All of the media aside, is it even necessary to mention all of the documents I have? I have papers I wrote in high school on my old Mac Classic that I’ve salvaged from 3.5″ floppies. Remember the other day when I posted about my creative juices once flowed in the past? I have the novel I wrote way back then. Two full-length scripts for Murphy Brown I wrote (one went to a contest, the other I just wrote because that was what I did before I discovered fanfic). I have all of my fanfic. I have several high school projects and writings, most of my college papers, my complete (required) musings from a Leadership class I once did, and monologues I wrote for acting classes. There are essays and stories and poems and letters and…just…everything. People, I even have every blog post I have ever written.
Now, I know, looking at the scant archives here, on this blog on this domain (are the archives even accessible on this one? I have no clue – I’ve been blogging long enough I don’t even care, really), you wouldn’t think there would be much. But since I started blogging, I’ve been at Blogger and TypePad (back in the BETA days!), used Graymatter, Movable Type, WordPress, and ExpressionEngine on at least [counts on fingers] 9 different domains. I’ve gone through ye olde blogger identity crisis more than you could possibly imagine (which I’m sure is why I’ve never had more than 300 readers – today I’m happy with, I dunno, maybe a dozen on a good day. But I’m good with that.). And I still have every. single. post.
Need proof?
DATE: 2/7/2001 01:29:05 AM —– BODY: Oh, the things you can think…and post on the Internet! Welcome to my blog, where I can entertain myself whilst hopefully entertaining you in the process. Words of wisdom at the dawning of this newfound technology? May the truth be with you. Now, it’s bedtime. ——–
Nice little Star Wars/X-Files hat tip there, no? Once a geek, always a…
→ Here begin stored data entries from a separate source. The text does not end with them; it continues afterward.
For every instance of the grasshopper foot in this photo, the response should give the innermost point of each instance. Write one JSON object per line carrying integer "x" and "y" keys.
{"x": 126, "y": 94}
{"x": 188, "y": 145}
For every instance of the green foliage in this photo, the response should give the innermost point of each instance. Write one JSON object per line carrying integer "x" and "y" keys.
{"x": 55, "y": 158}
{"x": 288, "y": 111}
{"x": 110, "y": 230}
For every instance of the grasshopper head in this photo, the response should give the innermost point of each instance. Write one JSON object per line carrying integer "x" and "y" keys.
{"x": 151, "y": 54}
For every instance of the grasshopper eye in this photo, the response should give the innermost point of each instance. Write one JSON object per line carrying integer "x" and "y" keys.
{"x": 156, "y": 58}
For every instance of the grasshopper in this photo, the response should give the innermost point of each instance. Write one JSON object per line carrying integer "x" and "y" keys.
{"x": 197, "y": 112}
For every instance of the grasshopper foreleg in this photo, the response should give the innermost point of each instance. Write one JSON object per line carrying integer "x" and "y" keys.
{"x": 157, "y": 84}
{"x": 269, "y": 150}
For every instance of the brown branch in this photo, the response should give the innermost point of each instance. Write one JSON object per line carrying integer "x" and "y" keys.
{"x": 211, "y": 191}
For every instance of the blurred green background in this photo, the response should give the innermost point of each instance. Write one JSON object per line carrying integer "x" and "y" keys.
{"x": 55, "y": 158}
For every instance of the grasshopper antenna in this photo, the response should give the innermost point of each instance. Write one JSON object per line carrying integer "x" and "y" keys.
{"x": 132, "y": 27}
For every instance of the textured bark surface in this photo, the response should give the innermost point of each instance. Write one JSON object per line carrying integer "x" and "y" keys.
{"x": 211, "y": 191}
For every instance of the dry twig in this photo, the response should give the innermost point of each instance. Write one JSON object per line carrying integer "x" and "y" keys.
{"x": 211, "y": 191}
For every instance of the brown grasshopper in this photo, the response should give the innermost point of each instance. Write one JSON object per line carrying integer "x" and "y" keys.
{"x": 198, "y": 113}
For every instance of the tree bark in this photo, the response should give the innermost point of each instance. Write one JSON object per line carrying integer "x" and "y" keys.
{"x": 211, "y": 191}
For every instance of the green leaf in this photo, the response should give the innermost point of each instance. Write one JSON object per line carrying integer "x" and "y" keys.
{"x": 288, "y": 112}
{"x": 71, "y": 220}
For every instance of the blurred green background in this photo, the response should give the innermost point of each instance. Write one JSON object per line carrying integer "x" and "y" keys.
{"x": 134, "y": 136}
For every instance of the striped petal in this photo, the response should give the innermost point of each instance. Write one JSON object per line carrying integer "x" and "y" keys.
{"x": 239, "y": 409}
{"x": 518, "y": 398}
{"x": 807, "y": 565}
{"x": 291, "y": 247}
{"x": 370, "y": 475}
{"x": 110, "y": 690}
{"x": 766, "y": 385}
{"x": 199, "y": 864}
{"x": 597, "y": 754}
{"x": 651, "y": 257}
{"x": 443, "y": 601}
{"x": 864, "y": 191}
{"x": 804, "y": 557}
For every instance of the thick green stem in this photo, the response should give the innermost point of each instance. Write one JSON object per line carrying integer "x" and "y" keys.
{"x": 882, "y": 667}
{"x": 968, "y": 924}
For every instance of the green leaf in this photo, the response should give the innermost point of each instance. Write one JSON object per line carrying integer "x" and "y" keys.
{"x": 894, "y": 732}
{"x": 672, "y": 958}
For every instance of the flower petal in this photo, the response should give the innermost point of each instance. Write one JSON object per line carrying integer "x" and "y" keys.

But did you notice that date? February of 2001. 1:30 in the morning (insanely fitting). That was the year I took a huge risk (so worth it) and was in The Vagina Monologues at UTK, the year I finally got a degree (even if they had to waive a P.E. class because a P.E. would have put me over 200 credit hours which is, apparently, A Bad Thing), and, of course, just 7 months later…. Those archives give me just the tiniest glimpse of how we all were, or how things were through my eyes, before 9/11. I have all of that. I can go back and see that change happen. It’s funny and amazing and sad and wonderful to be able to go back and look at where I was, where I went, what I became, where I am now.
Which is really why I’m such a digital hoarder. It’s not about amassing “the most” or having the biggest collection. It’s because it’s the History of ME. It’s all there, splayed out among my writings, my journals, my blogs. I’m trying to cull and consolidate. Consolidating is easy. That’s just killing the dupes, essentially. But culling? Man, that’s a tough one. How do I let go of a memory I had completely forgotten until I came across that file or that photo or that song? How do you get rid of the awesomeness that is my college poli-sci paper “Linguistic Lambada and the Freedom of Speech.”
Ideally, I’ll get down to one workable copy and two redundancies on two separate, different aged drives. But I still have a LONG way to go. 20 years of digital history is a lot to go through. And as a digital hoarder, that’s one helluva jampacked 20 years.